Aku tidak memperdulikan ocehan sahabatku. Kini aku fokus ke tubuh adikku yang masih bersandar di pundakku. Kuraba keningnya dengan punggung telapak tanganku. Dingin, sangat dingin. Itu sedikit khawatir dengan keadaan adikku.
“Cep.. bangun Cep, Acepp,” aku mencoba membangunkannya denga cara mengguncang-guncang pundaknya dan juga menepuk pipinya berulang-ulang. Tubuhnya terasa lemas tak bertenaga.
“Cepp.. bangun Cep,” aku mulai panic.
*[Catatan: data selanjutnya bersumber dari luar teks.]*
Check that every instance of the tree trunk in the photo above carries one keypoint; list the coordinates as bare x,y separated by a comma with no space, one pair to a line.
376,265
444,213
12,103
Seketika itu juga aku menangis, memriksa lehernya, memegang pergelangan tangannya yang dingin. Aku tidak merasakan ada denyut nadi disana. Adikku sudah tertidur dan tak pernah bangun lagi.
***
The End
At 2012
“Kak hilmy, bangun kak, udah siang!!” Adikku mengguncang-guncang tubuhku yang masih asyik meringkuk dibalik selimut sambil memeluk guling.
“ahh kakak, kebluk banget sihh mau ke kampus gak kak?” Guncangnya lagi membuat aku kesal karena bibir mungilnya berteriak tepat di telingaku.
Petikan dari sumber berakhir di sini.